Federici faz questão de salientar, aliás, o uso do termo “empobrecidas”. Se o capitalismo se esforçou, de maneira consciente, em precarizar as condições materiais de vida dessas mulheres, jamais podemos nos referir a elas como pobres, pelo contrário; temos o dever de utilizar um termo que chame atenção para as causas históricas que explicam tal pauperização. O acesso ao trabalho remunerado, o direito ao voto e  justiça reprodutiva (que envolve o direito ao aborto seguro) são discussões que possuem relação decisiva com as adversidades enfrentadas pelas mulheres empurradas para circunstâncias de pobreza.

Se ficou a cargo de Federici traçar, de certo modo, um diagnóstico e apontar algumas resistências travadas nos Estados Unidos e na Europa, Bianca Santana valorizou as lutas em curso no Brasil e as lutadoras que as movimentam, citando nominalmente Anielle Franco, do Instituto Marielle Franco, as congressistas Áurea Carolina e Talíria Petrone, Neta Serejo e Selma Dealdina da Coordenação Nacional de Articulação das Comunidades Negras Rurais Quilombolas, Deise Benedito e Suelo Carneiro, da Coalizão Negra por Direitos, entre outras ativistas em atuação no momento no país.

Responsável por conduzir a mediação do debate, Eliane Dias fez comentários pontuais, mas nem por isso menos contundentes, vocalizando também algumas perguntas do público. Um dos problemas enfatizados por ela foi o ataque às mulheres negras sob a forma de ataque aos seus filhos: “Nós dizíamos há algum tempo que talvez eles viessem pegar os nossos filhos dos nossos leitos”. A ativista lembrou do encarceramento em massa, uma maneira de “alimentar a escravidão”, processo alargado nos “governos que nós defendemos”, como advertiu Bianca Santana através de dados expressivos registrados até 2013.

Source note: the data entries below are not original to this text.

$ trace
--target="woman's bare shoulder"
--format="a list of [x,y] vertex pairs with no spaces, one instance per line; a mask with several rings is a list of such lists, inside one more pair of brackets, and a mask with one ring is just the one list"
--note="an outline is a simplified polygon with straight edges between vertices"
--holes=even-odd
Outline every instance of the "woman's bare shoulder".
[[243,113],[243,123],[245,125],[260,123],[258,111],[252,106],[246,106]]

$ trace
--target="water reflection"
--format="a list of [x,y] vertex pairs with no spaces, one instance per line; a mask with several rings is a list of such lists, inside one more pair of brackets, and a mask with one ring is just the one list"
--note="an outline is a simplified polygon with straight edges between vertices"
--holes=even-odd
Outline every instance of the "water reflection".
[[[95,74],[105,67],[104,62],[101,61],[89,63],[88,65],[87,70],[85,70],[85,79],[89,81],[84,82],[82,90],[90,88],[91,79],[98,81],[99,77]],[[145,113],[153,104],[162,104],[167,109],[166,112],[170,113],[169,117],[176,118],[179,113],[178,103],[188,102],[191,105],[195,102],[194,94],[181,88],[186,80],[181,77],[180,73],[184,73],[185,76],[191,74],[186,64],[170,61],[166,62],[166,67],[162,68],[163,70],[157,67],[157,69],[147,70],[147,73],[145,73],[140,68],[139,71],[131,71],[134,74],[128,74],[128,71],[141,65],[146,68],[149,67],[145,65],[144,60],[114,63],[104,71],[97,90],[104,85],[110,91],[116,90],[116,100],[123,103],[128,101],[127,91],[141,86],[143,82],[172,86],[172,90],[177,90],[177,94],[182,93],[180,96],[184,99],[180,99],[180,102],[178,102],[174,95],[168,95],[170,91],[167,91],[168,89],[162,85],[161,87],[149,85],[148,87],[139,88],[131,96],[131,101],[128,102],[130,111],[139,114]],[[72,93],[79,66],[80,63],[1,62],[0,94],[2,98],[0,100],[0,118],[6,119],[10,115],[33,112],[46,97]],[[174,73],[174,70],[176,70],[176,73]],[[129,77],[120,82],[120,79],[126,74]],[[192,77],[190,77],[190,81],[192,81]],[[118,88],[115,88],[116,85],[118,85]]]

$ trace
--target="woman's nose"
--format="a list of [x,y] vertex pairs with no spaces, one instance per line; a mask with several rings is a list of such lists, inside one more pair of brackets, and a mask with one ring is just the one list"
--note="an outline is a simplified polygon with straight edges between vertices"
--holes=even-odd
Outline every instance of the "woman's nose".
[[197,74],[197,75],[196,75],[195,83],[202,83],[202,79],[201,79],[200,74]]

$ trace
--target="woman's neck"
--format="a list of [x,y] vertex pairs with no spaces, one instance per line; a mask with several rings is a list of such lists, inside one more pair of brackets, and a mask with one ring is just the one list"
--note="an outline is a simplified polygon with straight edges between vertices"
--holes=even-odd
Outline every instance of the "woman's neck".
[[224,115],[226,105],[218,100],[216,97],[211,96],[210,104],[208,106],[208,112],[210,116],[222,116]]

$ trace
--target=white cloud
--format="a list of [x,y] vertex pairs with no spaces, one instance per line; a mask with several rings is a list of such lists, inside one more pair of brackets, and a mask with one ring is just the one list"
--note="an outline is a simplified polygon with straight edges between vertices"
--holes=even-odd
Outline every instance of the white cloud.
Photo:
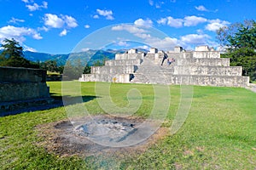
[[[23,1],[26,3],[29,3],[29,1]],[[31,3],[32,3],[32,1],[31,1]],[[43,1],[42,5],[38,5],[38,3],[31,3],[31,4],[26,4],[26,7],[28,8],[29,11],[36,11],[36,10],[39,10],[41,8],[48,8],[48,3],[45,1]]]
[[200,45],[207,44],[210,38],[211,37],[207,34],[188,34],[181,37],[180,41],[187,44]]
[[207,20],[198,16],[186,16],[184,18],[184,26],[195,26],[200,23],[207,22]]
[[166,18],[161,18],[156,21],[158,24],[161,25],[166,25],[167,19]]
[[82,52],[86,52],[86,51],[89,51],[90,48],[84,48],[81,49]]
[[165,37],[163,39],[160,38],[154,38],[151,42],[148,42],[151,47],[156,47],[159,49],[162,50],[172,50],[175,46],[178,43],[178,40],[177,38],[172,37]]
[[49,31],[49,28],[47,28],[46,26],[42,26],[42,27],[38,28],[38,31]]
[[158,24],[167,25],[171,27],[180,28],[183,26],[183,20],[182,19],[174,19],[172,16],[168,16],[166,18],[161,18],[157,20]]
[[31,52],[38,52],[35,48],[28,47],[26,45],[23,45],[24,47],[24,51],[31,51]]
[[175,28],[180,28],[183,26],[183,21],[182,19],[174,19],[172,16],[168,16],[167,18],[167,25],[172,27]]
[[59,34],[59,36],[61,36],[61,37],[67,36],[67,30],[64,29],[64,30]]
[[184,26],[195,26],[200,23],[207,22],[207,19],[198,16],[186,16],[184,19],[174,19],[172,16],[161,18],[157,20],[160,25],[167,25],[171,27],[180,28]]
[[117,43],[117,45],[121,46],[121,47],[129,47],[130,46],[126,42],[124,42],[124,41],[119,42]]
[[90,26],[89,25],[85,25],[84,28],[90,28]]
[[134,21],[135,26],[142,26],[142,27],[151,27],[153,26],[153,22],[151,20],[147,19],[147,20],[143,20],[143,19],[138,19]]
[[79,26],[77,20],[72,16],[65,15],[62,18],[69,28],[75,28]]
[[12,19],[9,21],[9,23],[14,23],[14,24],[16,24],[18,22],[25,22],[25,20],[12,17]]
[[42,39],[37,31],[32,28],[26,27],[15,27],[13,26],[7,26],[0,28],[0,41],[2,42],[4,38],[15,38],[17,41],[22,42],[26,40],[25,37],[29,36],[34,39]]
[[77,20],[72,16],[45,14],[44,17],[44,25],[52,28],[62,28],[65,24],[68,28],[77,27]]
[[99,15],[97,15],[97,14],[95,14],[95,15],[93,15],[93,17],[92,18],[94,18],[94,19],[99,19],[100,17],[99,17]]
[[146,32],[146,31],[144,29],[138,28],[135,26],[125,25],[125,24],[113,26],[112,30],[113,31],[123,31],[123,30],[125,30],[125,31],[127,31],[128,32],[132,33],[132,34],[139,34],[139,33]]
[[59,18],[56,14],[45,14],[44,20],[45,26],[53,28],[61,28],[65,23],[61,18]]
[[209,21],[210,23],[206,26],[206,30],[211,31],[216,31],[220,27],[226,26],[227,25],[230,24],[228,21],[225,20],[220,20],[218,19],[217,20],[212,20]]
[[199,11],[209,11],[208,9],[207,9],[207,8],[205,8],[203,5],[200,5],[198,7],[195,7],[197,10]]
[[146,49],[146,50],[149,50],[150,47],[147,46],[147,45],[143,45],[143,46],[137,46],[135,48],[143,48],[143,49]]
[[[113,17],[112,10],[102,10],[102,9],[97,8],[96,13],[99,15],[104,16],[107,20],[114,20],[114,18]],[[94,16],[96,16],[96,15],[94,15]]]
[[148,44],[151,47],[156,47],[164,50],[172,49],[177,43],[176,38],[165,37],[159,38],[150,34],[150,31],[147,28],[141,28],[136,25],[119,25],[112,27],[113,31],[126,31],[135,37],[140,37],[145,44]]

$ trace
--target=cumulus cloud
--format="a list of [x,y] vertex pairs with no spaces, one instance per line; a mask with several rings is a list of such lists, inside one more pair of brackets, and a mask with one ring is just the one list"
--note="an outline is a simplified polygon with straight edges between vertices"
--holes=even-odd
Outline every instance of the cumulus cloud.
[[209,11],[207,8],[205,8],[203,5],[200,5],[198,7],[195,7],[199,11]]
[[184,26],[195,26],[200,23],[207,22],[207,20],[198,16],[186,16],[184,18]]
[[45,14],[44,20],[45,26],[52,28],[62,28],[65,25],[68,28],[74,28],[79,26],[77,20],[68,15],[58,16],[56,14]]
[[75,28],[79,26],[77,20],[72,16],[65,15],[62,19],[69,28]]
[[181,37],[180,41],[183,43],[201,45],[207,44],[210,38],[207,34],[188,34]]
[[26,27],[15,27],[13,26],[7,26],[0,28],[0,41],[4,38],[15,38],[17,41],[22,42],[26,40],[26,36],[32,37],[33,39],[42,39],[40,34],[32,29]]
[[148,42],[152,47],[157,47],[160,49],[169,51],[172,50],[175,46],[178,43],[178,40],[177,38],[172,37],[165,37],[163,39],[160,38],[154,38],[151,42]]
[[147,19],[147,20],[143,20],[143,19],[138,19],[134,21],[134,24],[137,26],[142,26],[142,27],[151,27],[153,26],[153,22],[151,20]]
[[67,31],[66,29],[64,29],[60,34],[59,36],[63,37],[63,36],[67,36]]
[[207,19],[198,16],[186,16],[184,19],[174,19],[172,16],[161,18],[157,20],[160,25],[167,25],[171,27],[180,28],[184,26],[195,26],[200,23],[207,22]]
[[92,18],[94,18],[94,19],[99,19],[100,17],[99,17],[99,15],[97,15],[97,14],[95,14],[95,15],[93,15],[93,17]]
[[113,31],[124,31],[125,30],[132,34],[146,32],[146,31],[144,29],[138,28],[132,25],[125,25],[125,24],[113,26],[112,30]]
[[89,25],[85,25],[84,28],[90,28],[90,26]]
[[23,1],[24,3],[27,3],[26,7],[28,8],[29,11],[36,11],[42,8],[48,8],[48,3],[45,1],[43,1],[42,5],[38,5],[36,3],[32,3],[32,1],[29,2],[27,0]]
[[25,20],[12,17],[12,19],[9,21],[9,23],[14,23],[14,24],[16,24],[18,22],[25,22]]
[[226,26],[229,24],[230,24],[230,23],[228,21],[225,21],[225,20],[220,20],[218,19],[212,20],[209,20],[209,24],[207,24],[206,26],[206,30],[208,30],[211,31],[216,31],[220,27]]
[[45,14],[44,20],[45,26],[53,28],[61,28],[65,24],[65,21],[61,18],[52,14]]
[[[114,20],[114,18],[113,17],[112,10],[102,10],[102,9],[97,8],[96,13],[97,13],[98,17],[99,17],[99,15],[101,15],[101,16],[104,16],[107,20]],[[94,15],[93,18],[95,18],[95,17],[97,18],[96,15]]]
[[130,45],[127,43],[127,42],[120,41],[116,43],[117,45],[120,47],[129,47]]
[[35,48],[28,47],[26,45],[23,45],[24,51],[31,51],[31,52],[38,52]]
[[157,21],[159,24],[167,25],[171,27],[180,28],[183,26],[183,20],[182,19],[174,19],[172,16],[166,18],[161,18]]
[[112,27],[113,31],[126,31],[135,37],[142,38],[143,42],[146,44],[148,44],[151,47],[157,47],[160,49],[164,50],[171,50],[172,49],[177,42],[176,38],[165,37],[159,38],[154,37],[154,35],[151,35],[150,31],[147,30],[146,27],[142,28],[138,27],[137,25],[119,25]]

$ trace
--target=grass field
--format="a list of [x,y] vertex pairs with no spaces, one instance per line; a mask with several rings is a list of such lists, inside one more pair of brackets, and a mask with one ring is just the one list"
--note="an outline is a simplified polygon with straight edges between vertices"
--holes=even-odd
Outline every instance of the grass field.
[[[79,84],[79,83],[78,83]],[[61,83],[50,82],[54,98],[61,95]],[[102,114],[95,83],[83,82],[84,104],[91,114]],[[113,84],[111,94],[118,105],[137,88],[143,104],[136,115],[147,116],[154,104],[151,85]],[[162,125],[170,127],[178,109],[180,87],[171,86],[171,105]],[[99,96],[97,96],[99,97]],[[167,135],[147,151],[122,158],[60,157],[36,144],[42,141],[35,127],[67,118],[64,107],[0,117],[0,169],[255,169],[256,94],[245,88],[194,87],[189,115],[179,131]]]

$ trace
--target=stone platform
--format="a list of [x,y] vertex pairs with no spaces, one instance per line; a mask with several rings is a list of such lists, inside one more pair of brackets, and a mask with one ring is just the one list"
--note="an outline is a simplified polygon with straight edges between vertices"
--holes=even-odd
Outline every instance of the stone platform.
[[0,67],[0,116],[5,112],[52,101],[46,85],[46,71]]
[[[230,66],[230,59],[220,58],[220,52],[207,46],[186,52],[180,47],[174,51],[151,48],[148,54],[131,49],[118,54],[115,60],[105,66],[91,67],[91,74],[84,74],[80,82],[115,82],[123,83],[185,84],[200,86],[242,87],[249,85],[249,77],[242,76],[242,68]],[[174,59],[170,65],[164,56]]]

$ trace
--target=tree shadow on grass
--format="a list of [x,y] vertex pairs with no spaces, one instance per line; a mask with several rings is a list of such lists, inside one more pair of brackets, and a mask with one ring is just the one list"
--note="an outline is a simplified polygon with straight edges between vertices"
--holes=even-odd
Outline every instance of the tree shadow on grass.
[[[44,104],[38,105],[25,105],[23,107],[19,109],[15,109],[14,110],[8,110],[0,112],[1,116],[6,116],[10,115],[16,115],[24,112],[31,112],[31,111],[38,111],[38,110],[45,110],[71,105],[76,105],[79,103],[84,103],[90,100],[95,99],[97,98],[96,96],[58,96],[55,95],[56,94],[50,93],[50,99],[49,101],[45,101]],[[22,101],[21,101],[22,102]],[[27,102],[33,103],[33,100],[29,100]],[[27,105],[27,106],[26,106]]]

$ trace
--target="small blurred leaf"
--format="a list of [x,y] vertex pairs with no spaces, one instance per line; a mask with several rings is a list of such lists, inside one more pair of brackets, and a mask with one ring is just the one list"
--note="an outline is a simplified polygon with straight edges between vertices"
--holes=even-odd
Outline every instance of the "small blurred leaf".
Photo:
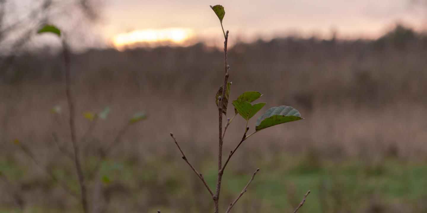
[[255,123],[255,131],[272,127],[281,124],[304,119],[298,110],[292,106],[281,106],[267,110]]
[[37,31],[37,33],[38,34],[45,32],[51,32],[56,34],[58,36],[61,36],[61,30],[53,25],[45,25]]
[[[263,96],[262,94],[261,94],[259,92],[245,92],[242,95],[239,95],[239,97],[237,97],[237,100],[246,101],[249,103],[252,103],[255,100],[259,98],[262,96]],[[236,114],[237,113],[237,110],[235,108],[234,108],[234,112],[235,112]]]
[[[216,92],[215,98],[216,99],[216,106],[219,107],[218,98],[222,95],[222,87],[224,85],[219,87],[219,89]],[[227,115],[227,106],[228,105],[228,98],[230,97],[230,90],[231,89],[231,82],[227,82],[227,90],[225,90],[225,97],[222,101],[222,112]]]
[[111,183],[111,179],[110,179],[110,178],[106,175],[102,176],[101,178],[101,180],[102,181],[102,182],[105,184],[110,184]]
[[83,116],[88,120],[91,121],[94,120],[94,117],[95,115],[94,115],[94,113],[90,112],[86,112],[83,113]]
[[138,112],[135,114],[132,118],[129,121],[130,124],[135,124],[147,118],[147,115],[142,112]]
[[102,109],[102,111],[98,113],[98,116],[102,120],[105,120],[107,119],[107,117],[108,117],[108,114],[110,113],[110,111],[111,111],[111,109],[110,109],[110,107],[105,106],[104,109]]
[[61,112],[61,106],[56,106],[50,109],[49,109],[49,112],[53,114],[59,113]]
[[222,23],[222,19],[224,18],[224,16],[225,14],[225,11],[224,9],[224,7],[218,4],[214,6],[211,6],[211,8],[212,8],[212,10],[214,10],[215,14],[216,14],[216,16],[218,16],[218,18],[219,19],[219,21]]
[[233,105],[237,109],[237,112],[246,120],[252,118],[266,104],[259,103],[252,105],[250,103],[242,100],[235,100],[233,101]]

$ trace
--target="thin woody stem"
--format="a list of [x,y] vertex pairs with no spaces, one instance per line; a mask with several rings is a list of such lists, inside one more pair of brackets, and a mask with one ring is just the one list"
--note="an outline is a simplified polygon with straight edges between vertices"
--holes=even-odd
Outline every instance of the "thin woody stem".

Debatedoras e público participante, inspirados pela data comemorativa do dia dos professores, estiveram em sintonia a respeito do fato de que, hoje no Brasil, a criminalização da atividade docente, em projetos como o Escola sem Partido, é uma forma contemporânea de caça às bruxas, na medida em que a maioria das pessoas responsáveis pela educação em espaços formais e não-formais são mulheres, especialmente mulheres negras. Ao se referir às tentativas de apagamento das trajetórias coletivas e individuais de negros, mulheres e indígenas dos livros didáticos, Federici conclui: “Eles querem reescrever a história, porque a história é perigosa”.